Enfin le gouvernement vient de faire machine arrière et d’annuler l’interdiction de manifester sur la Rue Habib Bourguiba, ce qui est tout à son honneur. Mais ceux qui ont été agressés par la milice d’Ennahdha ne renoncent pas à leur droit de savoir et de porter plainte contre cette milice et ceux qui l’emploient. Qui paie cette milice ? Est-ce le contribuable tunisien, autrement dit nous payons nos propres bourreaux, ce qui serait criminel ? Ou est-ce un pays étranger ? Ce qui serait encore plus criminel, car il s’agirait de haute trahison.

Ce qui nous amène également à nous poser des questions quant aux modalités de leur recrutement, et pourquoi on assiste à l’arrivée d’autant d’exilés djihadistes. Serait-ce pour avoir la commande, le contrôle et l’entrainement de cette milice ?

Quoi qu’il en soit, il ne faut pas que la raison de ce retrait de loi soit l’arrêt de l’enquête de la constituante. Et les Tunisiens n’ont pas confiance en cette commission d’enquête chargée par le gouvernement. ll faut qu’elle soit faite par la constituante et il faut qu’elle aboutisse. Les Tunisiens ne veulent pas d’une enquête qui finit par tomber dans les oubliettes, comme celle de l’assassinat du cheik de Montplaisir.
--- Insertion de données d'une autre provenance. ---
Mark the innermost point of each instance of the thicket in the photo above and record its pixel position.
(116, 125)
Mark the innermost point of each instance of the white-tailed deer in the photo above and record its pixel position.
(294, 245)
Malheureusement, l’inefficacité de cette constituante ne cesse de se confirmer de jour en jour ; sans doute parce que ses dirigeants et les chefs du pays sont les mêmes. Ou alors parce que quelque part, on essaye de la manipuler ; comme lui présenter une tâche importante, pour détourner son attention d’une autre affaire encore plus importante ; ou pour passer le plus de temps possible à écrire la constitution : cinq mois et pas un seul article n’a été écrit. Rien que l’exemple de la charia a duré plus de 2 mois avant d’être finalement résolu. Demain Ennahdha pourrait très bien nous sortir une nouvelle trouvaille pour lancer la société dans d’interminables discussions et ralentir le travail de la constitution d’un mois ou deux. Entre temps, Ennahdha s’est déjà octroyé le contrôle des statistiques, a implanté ses membres dans les gouvernorats et l’administration tunisienne, et nous venons d’apprendre que le contrôle d’internet vient d’être accordé au ministère de l’intérieur, donc à Ennahdha ; sans parler des différentes autres nominations qui se sont faites discrètement ; autrement dit, non seulement nos statistiques ne seraient plus fiables, mais en plus le trafique des prochaines élections serait un jeu d’enfants. Serait-ce la raison pour laquelle le parti au pouvoir cherche à écarter Mr Jendoubi de la haute instance des élections ?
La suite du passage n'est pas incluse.